Why do shareholders acquiesce with executive malfeasance as long as share prices are rising?

Why do citizens protest against a smaller government even though it means lower taxes?

Could it mean that the interests of shareholders and managers are identical? Does it imply that people prefer tax-and-spend governments and pork barrel politics to the Thatcherite alternative?

Nothing happens by accident or by coercion. Electorates the world over aided and abetted the current crop of venal politicians enthusiastically. They knew well what was happening. They may not have been aware of the exact nature and extent of the rot, but they witnessed approvingly the public relations antics, unnecessary wars, rampant malfeasance, media manipulation, opaque transactions, and outlandish pay packets. People remained mum as they witnessed the mounting corruption of the political-corporate nexus.

Still, there is an even narrower and more worrisome interpretation of the politician’s comportment, in which he is answerable not to his constituents, but to party hacks.

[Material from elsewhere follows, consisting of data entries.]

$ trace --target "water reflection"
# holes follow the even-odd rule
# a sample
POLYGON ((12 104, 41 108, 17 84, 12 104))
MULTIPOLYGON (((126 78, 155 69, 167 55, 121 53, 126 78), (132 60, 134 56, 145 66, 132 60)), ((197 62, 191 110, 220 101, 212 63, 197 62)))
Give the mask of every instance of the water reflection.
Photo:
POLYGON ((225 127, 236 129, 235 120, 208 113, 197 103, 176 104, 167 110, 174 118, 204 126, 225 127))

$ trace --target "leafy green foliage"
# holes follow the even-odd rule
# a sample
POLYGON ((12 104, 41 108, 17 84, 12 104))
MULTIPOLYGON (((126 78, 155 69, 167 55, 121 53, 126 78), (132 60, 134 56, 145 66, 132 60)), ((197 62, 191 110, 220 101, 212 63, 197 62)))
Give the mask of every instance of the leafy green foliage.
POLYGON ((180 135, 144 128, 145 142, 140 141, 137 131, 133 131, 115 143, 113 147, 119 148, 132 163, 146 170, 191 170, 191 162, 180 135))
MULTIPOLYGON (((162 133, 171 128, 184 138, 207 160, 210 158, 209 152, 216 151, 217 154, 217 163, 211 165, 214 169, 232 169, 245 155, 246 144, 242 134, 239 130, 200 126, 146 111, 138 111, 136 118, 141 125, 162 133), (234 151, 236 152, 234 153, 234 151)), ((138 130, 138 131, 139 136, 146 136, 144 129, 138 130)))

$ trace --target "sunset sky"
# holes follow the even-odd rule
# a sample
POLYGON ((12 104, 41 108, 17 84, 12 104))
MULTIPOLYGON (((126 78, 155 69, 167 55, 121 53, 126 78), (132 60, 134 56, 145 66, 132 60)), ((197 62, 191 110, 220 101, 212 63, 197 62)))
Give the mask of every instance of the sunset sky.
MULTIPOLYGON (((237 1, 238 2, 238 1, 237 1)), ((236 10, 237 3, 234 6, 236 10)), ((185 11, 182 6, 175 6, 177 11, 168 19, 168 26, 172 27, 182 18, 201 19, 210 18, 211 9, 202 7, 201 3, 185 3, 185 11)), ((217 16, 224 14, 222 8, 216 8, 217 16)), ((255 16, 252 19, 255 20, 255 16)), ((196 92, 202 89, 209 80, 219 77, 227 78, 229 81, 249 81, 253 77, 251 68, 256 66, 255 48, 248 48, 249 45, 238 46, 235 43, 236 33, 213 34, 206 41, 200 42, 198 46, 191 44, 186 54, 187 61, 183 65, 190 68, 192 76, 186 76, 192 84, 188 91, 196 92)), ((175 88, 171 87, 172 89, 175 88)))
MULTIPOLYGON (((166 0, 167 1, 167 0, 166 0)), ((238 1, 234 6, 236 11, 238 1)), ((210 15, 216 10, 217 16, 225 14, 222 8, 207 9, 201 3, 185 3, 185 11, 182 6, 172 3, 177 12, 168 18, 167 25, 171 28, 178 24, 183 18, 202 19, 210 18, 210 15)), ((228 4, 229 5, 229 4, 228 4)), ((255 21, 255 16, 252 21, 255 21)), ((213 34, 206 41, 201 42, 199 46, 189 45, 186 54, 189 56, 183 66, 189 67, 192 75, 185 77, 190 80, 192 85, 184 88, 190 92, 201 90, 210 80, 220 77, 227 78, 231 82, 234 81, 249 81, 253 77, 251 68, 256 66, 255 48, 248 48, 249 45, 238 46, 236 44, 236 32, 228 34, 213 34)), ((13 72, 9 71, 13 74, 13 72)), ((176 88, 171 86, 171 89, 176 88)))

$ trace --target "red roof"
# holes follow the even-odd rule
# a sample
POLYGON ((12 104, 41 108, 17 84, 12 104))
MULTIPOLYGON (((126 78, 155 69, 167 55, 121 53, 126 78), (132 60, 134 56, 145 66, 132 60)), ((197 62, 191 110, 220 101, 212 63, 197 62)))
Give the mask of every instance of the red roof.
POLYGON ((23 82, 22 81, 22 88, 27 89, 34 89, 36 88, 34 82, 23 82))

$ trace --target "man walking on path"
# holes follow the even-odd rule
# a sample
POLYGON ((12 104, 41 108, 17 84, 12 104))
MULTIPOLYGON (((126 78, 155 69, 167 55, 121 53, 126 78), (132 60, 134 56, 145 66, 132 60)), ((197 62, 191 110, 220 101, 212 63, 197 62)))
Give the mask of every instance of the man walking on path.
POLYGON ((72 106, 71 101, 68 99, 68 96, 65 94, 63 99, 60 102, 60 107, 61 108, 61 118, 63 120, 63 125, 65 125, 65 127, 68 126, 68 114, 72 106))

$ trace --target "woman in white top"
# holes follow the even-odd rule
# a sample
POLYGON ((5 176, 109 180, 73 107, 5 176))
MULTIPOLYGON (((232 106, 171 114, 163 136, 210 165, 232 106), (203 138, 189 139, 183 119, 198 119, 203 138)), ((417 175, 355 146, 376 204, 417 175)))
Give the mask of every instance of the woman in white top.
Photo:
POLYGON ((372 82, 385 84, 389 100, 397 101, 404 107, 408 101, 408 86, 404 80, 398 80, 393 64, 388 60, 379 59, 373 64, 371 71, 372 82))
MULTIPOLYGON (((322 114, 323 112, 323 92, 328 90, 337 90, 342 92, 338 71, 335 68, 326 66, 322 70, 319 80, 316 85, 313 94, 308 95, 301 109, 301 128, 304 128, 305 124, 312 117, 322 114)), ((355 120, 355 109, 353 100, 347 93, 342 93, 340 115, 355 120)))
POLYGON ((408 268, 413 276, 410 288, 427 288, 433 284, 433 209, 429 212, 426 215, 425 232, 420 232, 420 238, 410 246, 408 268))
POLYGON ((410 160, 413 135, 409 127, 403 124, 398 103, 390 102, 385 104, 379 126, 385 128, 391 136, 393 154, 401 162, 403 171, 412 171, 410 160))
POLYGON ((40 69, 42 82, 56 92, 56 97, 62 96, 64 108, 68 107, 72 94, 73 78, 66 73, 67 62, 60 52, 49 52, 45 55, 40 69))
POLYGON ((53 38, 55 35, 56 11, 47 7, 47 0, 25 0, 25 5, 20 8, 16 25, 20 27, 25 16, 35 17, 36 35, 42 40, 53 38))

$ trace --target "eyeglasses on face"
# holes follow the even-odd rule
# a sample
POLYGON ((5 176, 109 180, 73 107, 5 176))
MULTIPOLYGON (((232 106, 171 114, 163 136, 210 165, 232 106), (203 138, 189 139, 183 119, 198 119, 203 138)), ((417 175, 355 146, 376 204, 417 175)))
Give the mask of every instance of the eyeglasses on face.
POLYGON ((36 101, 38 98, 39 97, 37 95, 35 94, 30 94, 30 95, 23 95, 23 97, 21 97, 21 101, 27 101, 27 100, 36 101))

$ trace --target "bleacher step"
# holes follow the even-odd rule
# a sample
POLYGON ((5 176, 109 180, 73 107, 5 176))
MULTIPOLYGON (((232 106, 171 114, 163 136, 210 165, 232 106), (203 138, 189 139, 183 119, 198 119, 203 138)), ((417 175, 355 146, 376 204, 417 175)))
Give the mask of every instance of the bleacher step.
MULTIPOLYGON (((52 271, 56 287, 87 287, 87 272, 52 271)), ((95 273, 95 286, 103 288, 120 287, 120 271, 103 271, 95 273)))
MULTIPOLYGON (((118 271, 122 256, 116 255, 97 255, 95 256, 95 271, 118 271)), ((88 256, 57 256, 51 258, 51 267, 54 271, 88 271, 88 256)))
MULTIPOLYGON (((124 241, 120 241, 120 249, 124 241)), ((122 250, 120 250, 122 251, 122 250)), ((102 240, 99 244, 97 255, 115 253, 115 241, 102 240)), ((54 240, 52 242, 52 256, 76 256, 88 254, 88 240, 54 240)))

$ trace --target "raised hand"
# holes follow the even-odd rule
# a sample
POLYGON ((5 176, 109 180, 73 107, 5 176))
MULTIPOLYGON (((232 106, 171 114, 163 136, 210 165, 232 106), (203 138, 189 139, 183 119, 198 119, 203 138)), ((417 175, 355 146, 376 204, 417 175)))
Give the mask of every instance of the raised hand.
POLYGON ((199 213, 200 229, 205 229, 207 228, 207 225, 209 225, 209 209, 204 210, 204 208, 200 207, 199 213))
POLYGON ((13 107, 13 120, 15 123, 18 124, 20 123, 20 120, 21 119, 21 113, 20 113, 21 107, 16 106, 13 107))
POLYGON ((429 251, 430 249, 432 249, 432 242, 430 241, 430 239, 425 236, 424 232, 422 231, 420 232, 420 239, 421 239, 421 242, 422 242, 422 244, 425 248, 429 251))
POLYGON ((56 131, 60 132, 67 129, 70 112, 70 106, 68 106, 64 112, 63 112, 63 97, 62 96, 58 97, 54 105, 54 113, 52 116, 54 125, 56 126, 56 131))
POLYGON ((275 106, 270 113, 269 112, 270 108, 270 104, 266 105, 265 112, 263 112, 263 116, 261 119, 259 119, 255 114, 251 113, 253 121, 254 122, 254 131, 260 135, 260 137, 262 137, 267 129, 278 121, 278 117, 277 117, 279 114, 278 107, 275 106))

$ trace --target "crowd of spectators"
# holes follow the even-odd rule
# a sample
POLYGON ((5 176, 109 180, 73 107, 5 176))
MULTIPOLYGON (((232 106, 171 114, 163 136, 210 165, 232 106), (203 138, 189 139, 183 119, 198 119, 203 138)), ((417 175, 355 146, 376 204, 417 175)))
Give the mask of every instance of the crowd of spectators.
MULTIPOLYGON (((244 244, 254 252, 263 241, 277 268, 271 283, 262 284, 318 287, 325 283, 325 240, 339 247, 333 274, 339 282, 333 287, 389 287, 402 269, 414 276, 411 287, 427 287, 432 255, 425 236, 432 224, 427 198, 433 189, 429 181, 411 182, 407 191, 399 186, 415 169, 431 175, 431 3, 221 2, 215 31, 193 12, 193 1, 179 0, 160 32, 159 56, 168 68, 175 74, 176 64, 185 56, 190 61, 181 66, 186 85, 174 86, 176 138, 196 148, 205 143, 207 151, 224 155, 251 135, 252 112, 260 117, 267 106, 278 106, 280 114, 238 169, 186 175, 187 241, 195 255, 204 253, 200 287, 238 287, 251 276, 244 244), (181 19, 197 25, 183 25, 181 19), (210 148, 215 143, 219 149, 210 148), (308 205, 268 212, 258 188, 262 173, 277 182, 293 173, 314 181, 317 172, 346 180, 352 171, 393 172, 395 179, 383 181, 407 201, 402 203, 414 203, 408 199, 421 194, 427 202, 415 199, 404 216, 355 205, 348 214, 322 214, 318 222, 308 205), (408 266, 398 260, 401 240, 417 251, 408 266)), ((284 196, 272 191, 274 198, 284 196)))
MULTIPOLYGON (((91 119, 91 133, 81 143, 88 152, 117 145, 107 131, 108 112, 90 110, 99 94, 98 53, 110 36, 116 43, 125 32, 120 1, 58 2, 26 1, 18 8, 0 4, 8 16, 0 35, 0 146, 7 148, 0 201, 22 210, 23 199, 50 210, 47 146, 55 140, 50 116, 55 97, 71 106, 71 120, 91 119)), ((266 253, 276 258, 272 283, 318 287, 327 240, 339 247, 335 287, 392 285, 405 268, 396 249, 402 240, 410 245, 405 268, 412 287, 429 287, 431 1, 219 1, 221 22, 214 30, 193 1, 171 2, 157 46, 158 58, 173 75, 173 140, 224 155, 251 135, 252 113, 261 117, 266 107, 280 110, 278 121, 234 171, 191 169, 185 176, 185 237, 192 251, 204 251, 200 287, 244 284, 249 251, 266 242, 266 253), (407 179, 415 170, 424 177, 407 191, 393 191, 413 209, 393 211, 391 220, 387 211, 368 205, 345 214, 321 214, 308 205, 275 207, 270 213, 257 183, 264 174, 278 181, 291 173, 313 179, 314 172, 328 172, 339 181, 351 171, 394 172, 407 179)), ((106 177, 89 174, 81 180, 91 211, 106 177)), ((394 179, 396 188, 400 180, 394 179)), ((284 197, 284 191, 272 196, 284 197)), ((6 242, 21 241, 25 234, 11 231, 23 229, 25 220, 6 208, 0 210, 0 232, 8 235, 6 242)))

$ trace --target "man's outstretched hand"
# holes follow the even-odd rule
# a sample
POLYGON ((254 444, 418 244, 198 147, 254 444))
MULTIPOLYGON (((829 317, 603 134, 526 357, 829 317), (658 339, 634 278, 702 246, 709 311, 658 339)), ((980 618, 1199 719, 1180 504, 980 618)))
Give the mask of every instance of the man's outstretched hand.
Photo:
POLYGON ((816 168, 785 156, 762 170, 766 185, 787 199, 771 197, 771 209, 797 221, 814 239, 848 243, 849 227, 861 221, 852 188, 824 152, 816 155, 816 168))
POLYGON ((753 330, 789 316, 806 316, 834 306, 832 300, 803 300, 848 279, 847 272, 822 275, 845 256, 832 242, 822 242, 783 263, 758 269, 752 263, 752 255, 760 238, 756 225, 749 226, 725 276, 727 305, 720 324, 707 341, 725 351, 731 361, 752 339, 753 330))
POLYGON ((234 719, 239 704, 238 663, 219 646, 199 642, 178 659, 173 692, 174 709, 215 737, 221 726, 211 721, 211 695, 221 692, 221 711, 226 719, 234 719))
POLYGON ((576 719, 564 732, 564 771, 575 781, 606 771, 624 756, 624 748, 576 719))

It is a common error to assume that the politician’s role is to create jobs, encourage economic activity, enhance the welfare and well-being of his subjects, preserve the territorial integrity of his country, and fulfil a host of other functions.

In truth, the politician has a single and exclusive role: to get re-elected. His primary responsibility is to his party and its members. He owes them patronage: jobs, sinecures, guaranteed income or cash flow, access to the public purse, and the intoxicating wielding of power. His relationship is with his real constituency – the party’s rank and file – and he is accountable to them the same way a CEO (Chief Executive Officer) answers to the corporation’s major shareholders.

To make sure that they get re-elected, politicians are sometimes required to implement reforms and policy measures that contribute to the general welfare of the populace and promote it. At other times, they have to refrain from action to preserve their electoral assets and extend their political life expectancy.